A second test was performed to avoid certain compiler optimizations pointed out by #YSC:
#include <iostream>
#include <string>
#include <cmath>
#include <cstdlib>
#include <chrono>
#include <vector>
using namespace std;
int round_divide_by_float_casting(int a, int b) {
return (int)roundf(a / (float)b);
}
int round_divide_by_modulo(int a, int b) {
return a / b + a % b * 2 / b;
}
int divide_by_quotient_comparison(int a, int b)
{
const std::div_t dv = std::div(a, b);
int result = dv.quot;
if (dv.rem <= b - dv.rem) {
++result;
}
return result;
}
int main()
{
int itr = 100;
vector <int> randi, randj;
for (int i = 0; i < itr; i++) {
randi.push_back(rand());
int rj = rand();
if (rj == 0)
rj++;
randj.push_back(rj);
}
vector<int> f, m, q;
while (true) {
auto begin = chrono::steady_clock::now();
for (int i = 0; i < itr; i++) {
for (int j = 0; j < itr; j++) {
q.push_back( divide_by_quotient_comparison(randi[i] , randj[j]) );
}
}
auto end = std::chrono::steady_clock::now();
cout << "divide_by_quotient_comparison(,) function took: "

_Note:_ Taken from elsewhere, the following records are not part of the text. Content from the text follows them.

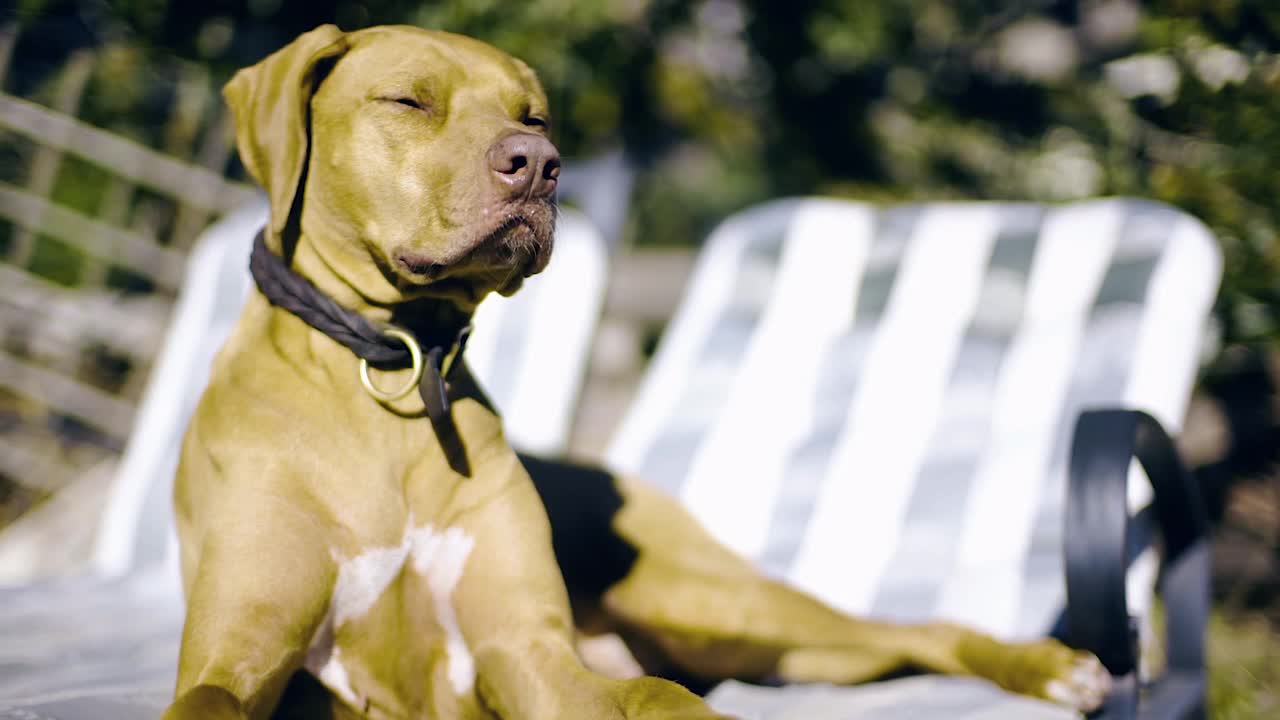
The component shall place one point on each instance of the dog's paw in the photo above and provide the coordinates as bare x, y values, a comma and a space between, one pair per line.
1084, 687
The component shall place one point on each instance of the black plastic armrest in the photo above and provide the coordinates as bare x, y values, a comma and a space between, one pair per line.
1098, 542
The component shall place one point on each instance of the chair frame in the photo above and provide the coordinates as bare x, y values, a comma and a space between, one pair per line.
1101, 541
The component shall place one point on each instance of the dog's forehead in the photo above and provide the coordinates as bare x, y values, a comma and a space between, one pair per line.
416, 55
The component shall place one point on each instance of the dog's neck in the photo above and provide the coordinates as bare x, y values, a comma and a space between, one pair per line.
351, 276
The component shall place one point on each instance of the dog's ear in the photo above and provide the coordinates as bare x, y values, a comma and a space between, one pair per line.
272, 101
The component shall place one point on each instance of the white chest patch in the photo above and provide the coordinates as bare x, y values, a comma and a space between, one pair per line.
440, 557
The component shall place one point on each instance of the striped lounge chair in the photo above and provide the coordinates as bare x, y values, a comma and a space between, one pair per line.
932, 411
105, 646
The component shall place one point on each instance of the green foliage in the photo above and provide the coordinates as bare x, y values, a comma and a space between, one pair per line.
727, 103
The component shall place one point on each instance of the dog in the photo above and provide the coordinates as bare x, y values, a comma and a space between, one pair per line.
407, 559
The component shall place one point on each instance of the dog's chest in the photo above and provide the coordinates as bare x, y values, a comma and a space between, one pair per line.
392, 614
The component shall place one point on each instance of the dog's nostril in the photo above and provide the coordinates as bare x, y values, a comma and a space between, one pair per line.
516, 164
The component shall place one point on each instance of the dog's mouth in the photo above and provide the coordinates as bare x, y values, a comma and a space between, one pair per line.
501, 251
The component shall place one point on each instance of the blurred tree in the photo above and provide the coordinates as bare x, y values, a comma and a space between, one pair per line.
725, 103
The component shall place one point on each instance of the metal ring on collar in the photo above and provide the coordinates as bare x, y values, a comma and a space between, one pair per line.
415, 351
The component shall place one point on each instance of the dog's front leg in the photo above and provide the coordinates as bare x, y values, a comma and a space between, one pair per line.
515, 615
260, 589
714, 615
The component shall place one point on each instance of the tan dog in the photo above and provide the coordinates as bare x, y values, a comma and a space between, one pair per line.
324, 529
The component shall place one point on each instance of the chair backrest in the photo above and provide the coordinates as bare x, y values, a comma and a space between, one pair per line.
529, 351
876, 404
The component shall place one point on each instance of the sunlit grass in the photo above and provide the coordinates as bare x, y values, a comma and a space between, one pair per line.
1243, 668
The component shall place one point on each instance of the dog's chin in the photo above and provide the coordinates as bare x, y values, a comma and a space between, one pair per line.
496, 256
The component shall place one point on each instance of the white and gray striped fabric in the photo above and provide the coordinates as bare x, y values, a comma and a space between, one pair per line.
105, 646
876, 404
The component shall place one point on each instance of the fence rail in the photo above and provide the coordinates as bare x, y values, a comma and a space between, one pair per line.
76, 340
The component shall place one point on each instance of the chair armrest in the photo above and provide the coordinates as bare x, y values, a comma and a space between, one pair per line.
1097, 542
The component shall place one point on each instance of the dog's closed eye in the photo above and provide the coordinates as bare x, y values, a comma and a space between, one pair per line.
408, 101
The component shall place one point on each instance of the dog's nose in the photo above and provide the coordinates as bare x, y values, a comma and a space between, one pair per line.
525, 164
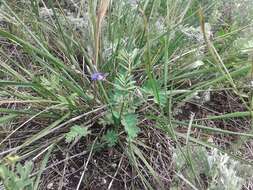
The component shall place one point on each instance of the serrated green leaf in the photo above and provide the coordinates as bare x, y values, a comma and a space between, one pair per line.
76, 132
129, 122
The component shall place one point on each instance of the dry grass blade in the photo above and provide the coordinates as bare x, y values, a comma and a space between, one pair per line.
104, 4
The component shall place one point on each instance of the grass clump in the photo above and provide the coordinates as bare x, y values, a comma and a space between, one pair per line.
106, 94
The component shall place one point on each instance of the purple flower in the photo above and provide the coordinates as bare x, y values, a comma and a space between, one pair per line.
98, 76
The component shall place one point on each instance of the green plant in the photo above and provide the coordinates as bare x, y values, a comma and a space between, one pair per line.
19, 179
128, 65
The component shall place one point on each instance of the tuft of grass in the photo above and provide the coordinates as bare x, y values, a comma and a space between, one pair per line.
153, 57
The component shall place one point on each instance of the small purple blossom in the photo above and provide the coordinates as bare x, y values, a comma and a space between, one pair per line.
98, 76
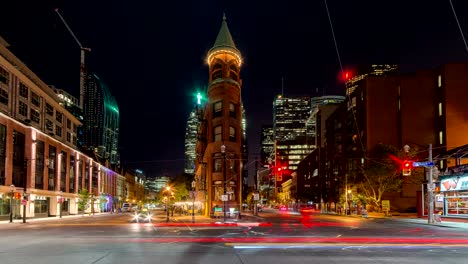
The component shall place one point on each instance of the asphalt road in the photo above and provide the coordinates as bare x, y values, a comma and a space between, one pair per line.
289, 239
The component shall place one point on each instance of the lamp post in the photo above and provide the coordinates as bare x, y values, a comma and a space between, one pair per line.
92, 203
12, 191
60, 204
430, 218
166, 197
349, 201
193, 200
223, 151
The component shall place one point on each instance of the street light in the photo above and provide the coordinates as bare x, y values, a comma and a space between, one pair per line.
224, 198
60, 203
166, 198
12, 189
92, 203
193, 200
349, 201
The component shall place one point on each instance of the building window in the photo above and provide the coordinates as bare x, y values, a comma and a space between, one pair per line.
24, 90
218, 133
51, 163
232, 134
49, 125
58, 116
217, 71
49, 109
217, 162
4, 76
234, 76
218, 109
35, 116
35, 99
23, 109
217, 66
233, 72
217, 75
232, 110
39, 183
3, 97
58, 131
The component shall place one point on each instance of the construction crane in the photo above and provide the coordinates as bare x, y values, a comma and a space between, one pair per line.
82, 64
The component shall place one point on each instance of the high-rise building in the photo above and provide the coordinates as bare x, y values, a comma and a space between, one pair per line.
267, 142
191, 132
316, 103
292, 141
101, 121
221, 131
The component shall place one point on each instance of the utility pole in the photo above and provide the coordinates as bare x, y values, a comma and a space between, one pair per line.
223, 151
82, 61
430, 190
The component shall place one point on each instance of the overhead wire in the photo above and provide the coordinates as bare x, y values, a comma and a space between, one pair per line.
458, 23
342, 74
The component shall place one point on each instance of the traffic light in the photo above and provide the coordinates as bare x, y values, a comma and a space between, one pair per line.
407, 165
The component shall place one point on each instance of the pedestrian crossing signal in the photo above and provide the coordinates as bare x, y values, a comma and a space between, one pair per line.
406, 170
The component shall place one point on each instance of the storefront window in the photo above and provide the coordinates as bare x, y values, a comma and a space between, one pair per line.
40, 207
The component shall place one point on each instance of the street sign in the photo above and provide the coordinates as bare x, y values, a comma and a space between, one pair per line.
256, 196
431, 187
423, 164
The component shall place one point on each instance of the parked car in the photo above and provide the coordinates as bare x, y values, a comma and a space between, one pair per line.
142, 217
306, 210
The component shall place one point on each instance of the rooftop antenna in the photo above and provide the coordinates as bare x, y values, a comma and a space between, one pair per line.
82, 63
282, 86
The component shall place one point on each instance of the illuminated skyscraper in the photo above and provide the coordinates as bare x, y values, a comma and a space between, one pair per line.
191, 141
101, 121
292, 141
267, 142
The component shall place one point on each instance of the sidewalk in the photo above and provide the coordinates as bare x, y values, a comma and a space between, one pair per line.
51, 218
412, 218
246, 219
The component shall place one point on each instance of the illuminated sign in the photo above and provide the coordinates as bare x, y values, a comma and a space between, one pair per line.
454, 183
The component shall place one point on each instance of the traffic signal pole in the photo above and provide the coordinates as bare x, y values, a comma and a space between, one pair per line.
430, 190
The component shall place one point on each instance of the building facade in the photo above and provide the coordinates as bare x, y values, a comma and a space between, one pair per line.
220, 146
39, 158
191, 132
101, 122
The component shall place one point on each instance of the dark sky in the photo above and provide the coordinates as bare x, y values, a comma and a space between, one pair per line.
152, 54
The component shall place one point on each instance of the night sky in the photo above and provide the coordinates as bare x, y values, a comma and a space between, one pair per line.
151, 54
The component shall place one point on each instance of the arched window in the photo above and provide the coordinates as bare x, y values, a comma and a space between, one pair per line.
233, 68
218, 109
232, 134
218, 133
217, 162
216, 75
217, 66
232, 110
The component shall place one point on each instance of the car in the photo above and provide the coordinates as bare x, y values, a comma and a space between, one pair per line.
142, 217
307, 210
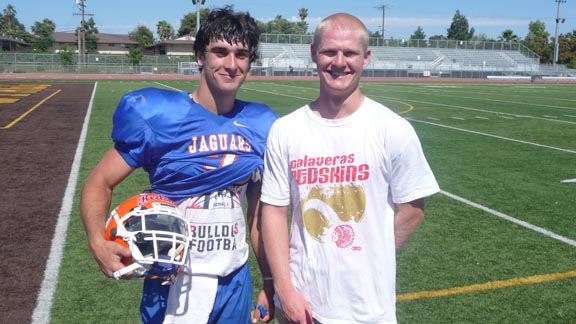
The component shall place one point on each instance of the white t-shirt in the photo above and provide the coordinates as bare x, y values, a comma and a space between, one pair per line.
342, 178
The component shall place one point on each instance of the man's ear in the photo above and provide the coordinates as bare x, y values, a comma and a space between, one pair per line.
367, 57
200, 60
313, 53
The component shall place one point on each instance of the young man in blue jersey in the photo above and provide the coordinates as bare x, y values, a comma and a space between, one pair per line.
204, 150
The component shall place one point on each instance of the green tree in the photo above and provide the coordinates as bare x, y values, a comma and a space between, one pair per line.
459, 29
508, 36
91, 30
11, 26
164, 30
279, 25
537, 40
188, 22
567, 49
303, 13
143, 35
135, 55
66, 55
43, 32
417, 39
418, 34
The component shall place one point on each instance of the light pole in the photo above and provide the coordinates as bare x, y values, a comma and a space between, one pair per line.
558, 21
82, 32
198, 3
383, 8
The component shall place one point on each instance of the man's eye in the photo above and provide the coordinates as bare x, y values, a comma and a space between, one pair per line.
242, 55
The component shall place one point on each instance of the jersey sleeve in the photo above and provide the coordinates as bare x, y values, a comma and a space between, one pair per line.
131, 132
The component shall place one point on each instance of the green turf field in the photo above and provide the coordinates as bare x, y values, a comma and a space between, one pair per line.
498, 245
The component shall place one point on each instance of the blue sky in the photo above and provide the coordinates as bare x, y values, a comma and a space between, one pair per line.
401, 18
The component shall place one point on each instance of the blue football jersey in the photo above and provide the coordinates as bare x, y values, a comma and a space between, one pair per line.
186, 149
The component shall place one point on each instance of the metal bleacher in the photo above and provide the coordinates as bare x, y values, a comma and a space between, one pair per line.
462, 56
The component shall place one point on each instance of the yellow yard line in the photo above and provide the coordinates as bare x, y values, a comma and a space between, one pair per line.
30, 110
487, 286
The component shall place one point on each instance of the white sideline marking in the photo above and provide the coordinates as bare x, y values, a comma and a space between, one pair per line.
494, 136
512, 219
41, 314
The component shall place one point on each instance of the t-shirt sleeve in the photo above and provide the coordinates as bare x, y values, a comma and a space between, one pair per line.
130, 132
411, 177
276, 178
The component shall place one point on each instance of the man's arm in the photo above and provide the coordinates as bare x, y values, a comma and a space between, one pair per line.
266, 296
275, 237
95, 206
407, 219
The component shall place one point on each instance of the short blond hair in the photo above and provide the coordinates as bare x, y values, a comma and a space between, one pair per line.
342, 21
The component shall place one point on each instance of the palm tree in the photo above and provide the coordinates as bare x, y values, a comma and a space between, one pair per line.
164, 30
9, 15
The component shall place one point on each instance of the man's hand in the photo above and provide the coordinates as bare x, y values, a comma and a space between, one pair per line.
296, 308
109, 256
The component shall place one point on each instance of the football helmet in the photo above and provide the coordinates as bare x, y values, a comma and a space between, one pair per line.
151, 226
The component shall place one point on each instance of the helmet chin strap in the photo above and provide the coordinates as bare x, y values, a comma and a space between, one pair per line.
133, 267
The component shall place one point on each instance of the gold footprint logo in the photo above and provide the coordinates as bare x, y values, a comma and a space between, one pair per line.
324, 209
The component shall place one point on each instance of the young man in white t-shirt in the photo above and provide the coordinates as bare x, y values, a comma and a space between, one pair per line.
355, 177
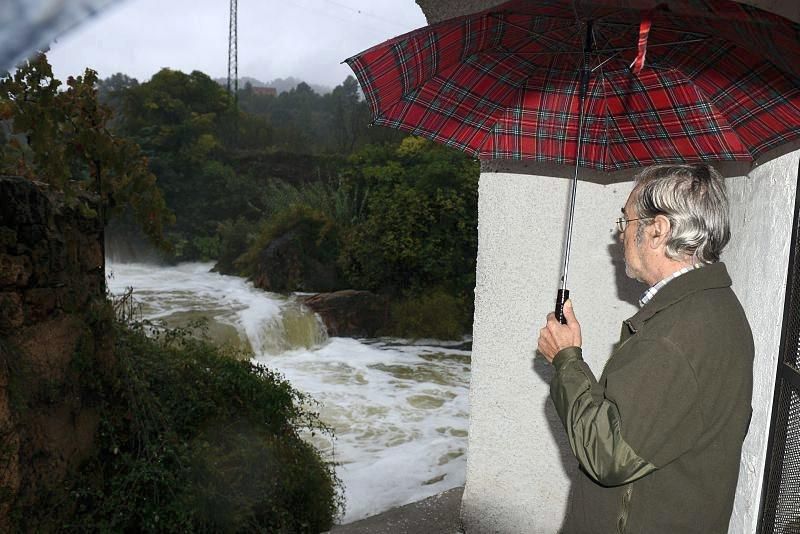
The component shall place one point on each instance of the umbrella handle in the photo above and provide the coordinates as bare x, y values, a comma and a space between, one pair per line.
561, 298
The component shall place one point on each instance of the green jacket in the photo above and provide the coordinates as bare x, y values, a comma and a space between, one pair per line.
659, 436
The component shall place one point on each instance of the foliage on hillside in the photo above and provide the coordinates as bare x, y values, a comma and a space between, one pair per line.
61, 136
192, 439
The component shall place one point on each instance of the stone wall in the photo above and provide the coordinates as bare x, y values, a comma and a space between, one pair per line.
52, 309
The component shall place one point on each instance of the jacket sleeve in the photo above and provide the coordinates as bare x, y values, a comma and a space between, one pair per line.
593, 423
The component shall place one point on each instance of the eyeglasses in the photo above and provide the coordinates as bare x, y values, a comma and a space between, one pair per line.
623, 223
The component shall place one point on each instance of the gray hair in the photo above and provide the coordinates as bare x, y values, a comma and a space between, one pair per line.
693, 199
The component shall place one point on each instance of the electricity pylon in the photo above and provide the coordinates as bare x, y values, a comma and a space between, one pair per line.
233, 56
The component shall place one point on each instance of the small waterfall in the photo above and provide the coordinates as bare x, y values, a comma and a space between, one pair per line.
399, 409
294, 327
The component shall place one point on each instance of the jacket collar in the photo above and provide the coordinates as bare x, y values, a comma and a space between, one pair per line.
707, 277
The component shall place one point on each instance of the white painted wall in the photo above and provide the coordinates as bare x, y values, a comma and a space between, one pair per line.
762, 210
519, 463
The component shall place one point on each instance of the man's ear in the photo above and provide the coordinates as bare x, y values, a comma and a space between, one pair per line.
659, 231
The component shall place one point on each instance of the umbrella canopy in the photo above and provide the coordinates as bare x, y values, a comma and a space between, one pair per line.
687, 81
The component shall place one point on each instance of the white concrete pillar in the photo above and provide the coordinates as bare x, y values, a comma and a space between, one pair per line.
519, 464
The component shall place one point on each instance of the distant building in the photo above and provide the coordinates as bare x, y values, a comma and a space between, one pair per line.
267, 91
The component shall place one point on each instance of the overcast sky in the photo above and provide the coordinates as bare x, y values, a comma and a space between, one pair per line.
306, 39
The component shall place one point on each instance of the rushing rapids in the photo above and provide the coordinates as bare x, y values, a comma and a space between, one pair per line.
399, 410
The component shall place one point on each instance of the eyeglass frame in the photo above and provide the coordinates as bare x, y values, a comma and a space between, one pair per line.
622, 223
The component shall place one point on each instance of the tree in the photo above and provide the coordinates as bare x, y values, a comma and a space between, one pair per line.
61, 137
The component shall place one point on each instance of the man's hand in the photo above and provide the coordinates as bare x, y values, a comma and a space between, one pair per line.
556, 336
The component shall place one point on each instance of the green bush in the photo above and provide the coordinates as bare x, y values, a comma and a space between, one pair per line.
193, 440
314, 233
436, 314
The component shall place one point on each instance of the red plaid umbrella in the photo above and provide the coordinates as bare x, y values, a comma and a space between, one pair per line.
605, 84
721, 81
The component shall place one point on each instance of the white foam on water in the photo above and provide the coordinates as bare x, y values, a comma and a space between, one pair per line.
399, 410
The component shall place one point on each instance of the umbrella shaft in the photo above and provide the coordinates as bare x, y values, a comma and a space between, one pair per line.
584, 89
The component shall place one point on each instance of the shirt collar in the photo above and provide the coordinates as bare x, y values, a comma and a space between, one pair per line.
651, 291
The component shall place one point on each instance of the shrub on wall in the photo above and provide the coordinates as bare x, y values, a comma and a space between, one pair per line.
193, 440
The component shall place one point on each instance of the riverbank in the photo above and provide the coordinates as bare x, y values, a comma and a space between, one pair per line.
438, 514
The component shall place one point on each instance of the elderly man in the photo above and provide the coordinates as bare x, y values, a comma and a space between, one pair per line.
659, 436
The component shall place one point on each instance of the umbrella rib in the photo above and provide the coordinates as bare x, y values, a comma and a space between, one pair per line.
558, 44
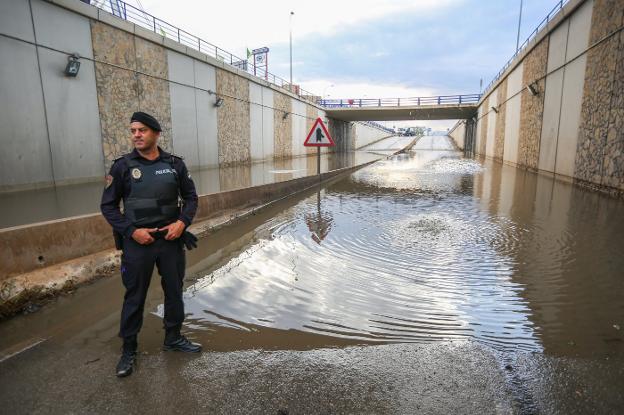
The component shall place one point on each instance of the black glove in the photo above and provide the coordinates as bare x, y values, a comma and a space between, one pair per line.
118, 240
189, 240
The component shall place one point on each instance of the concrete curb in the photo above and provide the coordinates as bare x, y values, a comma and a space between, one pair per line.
52, 281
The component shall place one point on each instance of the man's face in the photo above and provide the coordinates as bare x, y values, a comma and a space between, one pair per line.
143, 137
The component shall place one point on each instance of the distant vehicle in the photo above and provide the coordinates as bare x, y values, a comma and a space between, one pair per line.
409, 132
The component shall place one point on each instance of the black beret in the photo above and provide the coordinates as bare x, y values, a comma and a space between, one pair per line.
146, 119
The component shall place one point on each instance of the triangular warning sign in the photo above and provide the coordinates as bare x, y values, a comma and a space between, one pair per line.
319, 136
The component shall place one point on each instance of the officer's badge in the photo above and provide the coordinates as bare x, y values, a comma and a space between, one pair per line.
136, 173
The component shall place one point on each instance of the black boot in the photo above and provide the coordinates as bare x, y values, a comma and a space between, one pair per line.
128, 357
174, 341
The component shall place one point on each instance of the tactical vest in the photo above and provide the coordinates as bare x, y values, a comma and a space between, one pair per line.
154, 192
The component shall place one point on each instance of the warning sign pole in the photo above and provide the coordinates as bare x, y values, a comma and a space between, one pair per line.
318, 161
318, 137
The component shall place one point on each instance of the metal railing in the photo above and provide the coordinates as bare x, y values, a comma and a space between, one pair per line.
141, 18
378, 126
400, 102
524, 44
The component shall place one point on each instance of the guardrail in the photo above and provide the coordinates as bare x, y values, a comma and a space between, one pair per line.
524, 44
400, 102
378, 126
128, 12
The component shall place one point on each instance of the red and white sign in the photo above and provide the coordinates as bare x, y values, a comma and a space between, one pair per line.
319, 136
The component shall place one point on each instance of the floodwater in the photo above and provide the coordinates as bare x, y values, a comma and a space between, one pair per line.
428, 247
423, 283
58, 202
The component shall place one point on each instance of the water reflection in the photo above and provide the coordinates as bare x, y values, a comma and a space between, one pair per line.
319, 222
426, 247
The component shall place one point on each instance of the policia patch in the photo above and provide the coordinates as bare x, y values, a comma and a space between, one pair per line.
136, 173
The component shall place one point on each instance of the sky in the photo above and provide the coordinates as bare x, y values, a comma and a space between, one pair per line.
367, 48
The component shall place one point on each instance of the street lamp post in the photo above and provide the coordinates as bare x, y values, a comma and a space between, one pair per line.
519, 21
291, 15
326, 88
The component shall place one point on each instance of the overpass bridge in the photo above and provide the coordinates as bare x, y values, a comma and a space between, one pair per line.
443, 107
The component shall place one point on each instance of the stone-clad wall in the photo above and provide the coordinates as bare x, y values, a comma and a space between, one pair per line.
483, 121
600, 150
117, 89
499, 144
588, 50
59, 130
283, 126
121, 92
532, 106
151, 59
233, 118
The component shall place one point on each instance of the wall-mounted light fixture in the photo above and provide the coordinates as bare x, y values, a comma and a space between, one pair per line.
73, 65
533, 89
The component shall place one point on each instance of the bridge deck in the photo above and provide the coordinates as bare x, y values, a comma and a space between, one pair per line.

<< chrono::duration_cast<std::chrono::nanoseconds>(end - begin).count()
<< endl;
begin = chrono::steady_clock::now();
for (int i = 0; i < itr; i++) {
for (int j = 0; j < itr; j++) {
f.push_back( round_divide_by_float_casting(randi[i], randj[j]) );
}
}
end = std::chrono::steady_clock::now();
cout << "round_divide_by_float_casting(,) function took: "
<< chrono::duration_cast<std::chrono::nanoseconds>(end - begin).count()
<< endl;
begin = chrono::steady_clock::now();
for (int i = 0; i < itr; i++) {
for (int j = 0; j < itr; j++) {
m.push_back( round_divide_by_modulo(randi[i], randj[j]) );
}
}
end = std::chrono::steady_clock::now();
cout << "round_divide_by_modulo(,) function took: "
<< chrono::duration_cast<std::chrono::nanoseconds>(end - begin).count()
<< endl;
cout << endl;
f.clear();
m.clear();
q.clear();
}
return 0;
}
In this second test the slowest was the divide_by_quotient() reliant on std::div_t, followed by divide_by_float(), and the fastest again was the divide_by_modulo(). However this time the performance difference was much, much lower, less than 20%.